May PMIs Show Rising Risk of Stagflation
Date Published: May 21, 2026
- Category:
- Global
- Commentaries
- Financial Markets
- In the euro area, the composite PMI slid to its lowest level in nearly three years. Services slumped to its lowest level in over five years, while manufacturing is still in growth territory, but output slowed to 51.0, a 4-month low. Input cost inflation hit a ~3½-year high and selling prices also accelerated (fastest in 38 months), underscoring a stagflationary backdrop. This is the second month in as row that the composite PMI has been below the contractionary threshold of 50 in the euro area.
- In France, the composite PMI plunged to a 66-month low, reflecting a steep contraction in output across services, which also hit a 66-month low, and manufacturing output, which reached its lowest level in six months. War-driven surges in energy costs crushed demand and lifted input and output price indices to their highest level in at least three years, indicating intense inflationary pressure even as activity slumps. This was a significant surprise as consensus expectations were for France to hold around its April level.
- In Germany, the composite PMI edged higher but remained below 50, signaling a second month of mild contraction. Input costs rose at the fastest pace in about 3½ years, while output price inflation eased slightly from April’s high, suggesting firms are absorbing more costs in their margins.
- For the United Kingdom, the composite PMI fell below 50 for the first time since April 2025. This downturn was led by a steep decline in services, even as manufacturing output rose slightly, reaching a three-month high. Input cost inflation remained steep (just below April’s 41-month peak), while output price inflation moderated marginally, still implying strong pass-through of costs to customers. As in the case for France, this was a big surprise – markets were generally expecting UK PMI to remain above 50 this month.
- In Japan, the composite PMI eased to 51.1, a five-month low, yet still in modest expansion. Services stagnated at exactly 50.0, ending a 13-month expansion, while manufacturing output growth remained solid, just below April’s 12-year high. Input costs rose at the quickest rate since late 2022, and selling prices climbed at a record pace (nearly 19-year survey high), in a sign of inflation pass-through.
- In Australia, the composite PMI fell back to 47.8, after briefly entering expansionary territory in April, making its second decline in three months. Both services and manufacturing output weakened, as new orders slumped to the worst in roughly 4½ years. Input price inflation remained elevated (near the highest since 2022), while output price inflation, though still strong, was comparatively softer – pointing to margin pressures alongside weak demand.
- In the United States, the data was unchanged in May at 51.7. The services and manufacturing sub-components also barely moved. Both remain in expansionary territory, albeit somewhat subdued in services, while the manufacturing index is at a four-year high. As in other economies, U.S. data for May showed a surge in input costs, with the input price index reaching its highest level since November 2022, driven largely by manufacturing, and the output price index remained elevated.

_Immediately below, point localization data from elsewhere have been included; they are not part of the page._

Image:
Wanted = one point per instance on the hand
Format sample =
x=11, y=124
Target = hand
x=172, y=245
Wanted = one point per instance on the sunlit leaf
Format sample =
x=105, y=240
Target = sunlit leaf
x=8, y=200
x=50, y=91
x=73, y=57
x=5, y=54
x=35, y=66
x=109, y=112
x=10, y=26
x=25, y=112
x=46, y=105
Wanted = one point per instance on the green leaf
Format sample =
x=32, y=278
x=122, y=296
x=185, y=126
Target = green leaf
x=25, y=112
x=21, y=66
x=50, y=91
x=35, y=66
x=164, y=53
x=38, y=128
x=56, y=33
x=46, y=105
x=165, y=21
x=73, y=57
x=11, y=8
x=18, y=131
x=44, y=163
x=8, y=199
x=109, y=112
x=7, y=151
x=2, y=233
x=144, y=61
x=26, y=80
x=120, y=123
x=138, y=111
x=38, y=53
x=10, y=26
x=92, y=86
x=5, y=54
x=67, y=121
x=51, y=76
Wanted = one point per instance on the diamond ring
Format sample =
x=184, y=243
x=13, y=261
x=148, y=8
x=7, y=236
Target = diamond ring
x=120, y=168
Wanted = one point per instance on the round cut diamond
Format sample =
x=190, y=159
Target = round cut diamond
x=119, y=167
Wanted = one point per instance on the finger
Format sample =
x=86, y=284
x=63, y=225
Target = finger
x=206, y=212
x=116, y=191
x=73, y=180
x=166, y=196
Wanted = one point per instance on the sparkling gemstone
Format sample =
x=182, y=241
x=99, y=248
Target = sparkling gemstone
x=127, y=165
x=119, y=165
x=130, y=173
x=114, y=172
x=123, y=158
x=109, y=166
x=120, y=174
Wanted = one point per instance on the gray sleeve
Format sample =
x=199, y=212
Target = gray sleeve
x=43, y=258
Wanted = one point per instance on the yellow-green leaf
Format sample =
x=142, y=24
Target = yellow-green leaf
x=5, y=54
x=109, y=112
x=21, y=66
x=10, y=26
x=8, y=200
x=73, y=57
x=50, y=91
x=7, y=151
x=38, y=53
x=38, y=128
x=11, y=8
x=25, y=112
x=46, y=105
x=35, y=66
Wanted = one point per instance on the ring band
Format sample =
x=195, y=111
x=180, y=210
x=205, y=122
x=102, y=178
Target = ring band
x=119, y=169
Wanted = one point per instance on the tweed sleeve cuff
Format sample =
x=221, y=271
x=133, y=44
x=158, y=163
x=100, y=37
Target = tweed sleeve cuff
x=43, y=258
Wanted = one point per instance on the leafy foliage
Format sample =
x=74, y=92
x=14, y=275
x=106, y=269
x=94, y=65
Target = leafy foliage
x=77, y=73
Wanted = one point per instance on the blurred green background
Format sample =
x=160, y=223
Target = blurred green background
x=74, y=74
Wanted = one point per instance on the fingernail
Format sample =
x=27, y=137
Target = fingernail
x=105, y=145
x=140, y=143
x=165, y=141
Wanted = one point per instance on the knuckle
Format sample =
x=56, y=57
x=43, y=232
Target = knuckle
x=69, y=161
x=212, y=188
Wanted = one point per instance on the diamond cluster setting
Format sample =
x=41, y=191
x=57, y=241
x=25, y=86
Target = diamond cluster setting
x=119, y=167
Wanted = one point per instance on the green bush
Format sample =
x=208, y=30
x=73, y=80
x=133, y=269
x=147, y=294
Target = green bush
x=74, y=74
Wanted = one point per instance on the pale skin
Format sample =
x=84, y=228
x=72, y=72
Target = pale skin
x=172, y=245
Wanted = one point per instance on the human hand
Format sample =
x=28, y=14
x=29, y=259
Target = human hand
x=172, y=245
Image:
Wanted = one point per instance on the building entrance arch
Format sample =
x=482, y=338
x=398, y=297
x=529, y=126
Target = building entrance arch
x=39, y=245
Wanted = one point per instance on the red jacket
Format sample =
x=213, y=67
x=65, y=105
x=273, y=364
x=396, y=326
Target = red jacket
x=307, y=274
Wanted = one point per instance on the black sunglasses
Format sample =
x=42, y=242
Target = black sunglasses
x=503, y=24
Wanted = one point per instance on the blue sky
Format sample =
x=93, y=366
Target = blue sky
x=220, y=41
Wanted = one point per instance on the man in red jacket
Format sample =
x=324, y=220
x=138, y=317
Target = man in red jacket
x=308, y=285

- In India, the composite PMI held at 58.1, sustaining robust growth (22nd straight month of expansion) and bucking the global slowdown. Input costs ticked higher (composite input inflation at its second-highest in roughly 3 years), but output price inflation slowed to a four-month low as firms limited price hikes to support demand – underscoring India’s relative resilience.
Key Implications
- May’s PMI releases for key global economies point to a broad-based loss of momentum in global activity. Purchasing manager confidence in many economies reached multi-year lows in composite or services indices and major economies in Europe registered significant downside surprises. At the same time, input cost pressures have reignited, reaching multi-year highs. Output price indexes remain elevated too, though some show slight moderation as companies appear to absorb some of the cost increases. This combination of weakening output and resurgent costs raises concerns of a potential stagflationary phase if war-driven disruptions endure.
- The euro area and UK in particular look to be at risk of sliding toward a stagflationary quagmire, with contracting activity and stubbornly high price pressures. This complicates near-term policy for the ECB and BoE: further rate hikes could deepen the downturn, but pausing risks letting inflation expectations drift up. The European PMI data hint that Q2 GDP may contract even as inflation remains elevated. In effect, with their economies facing a faltering recovery and renewed cost shocks, the ECB and BoE are confronted with exceptionally tough trade-offs for monetary policy in the months ahead.
- The one silver lining in this release is that, somewhat surprisingly, economies in Asia seem to be holding up better than in Europe. Japan and India remain in expansionary territory despite the significant headwinds. The U.S. economy is also proving resilient, as it is expected to hold up better in the face of higher oil prices (see report).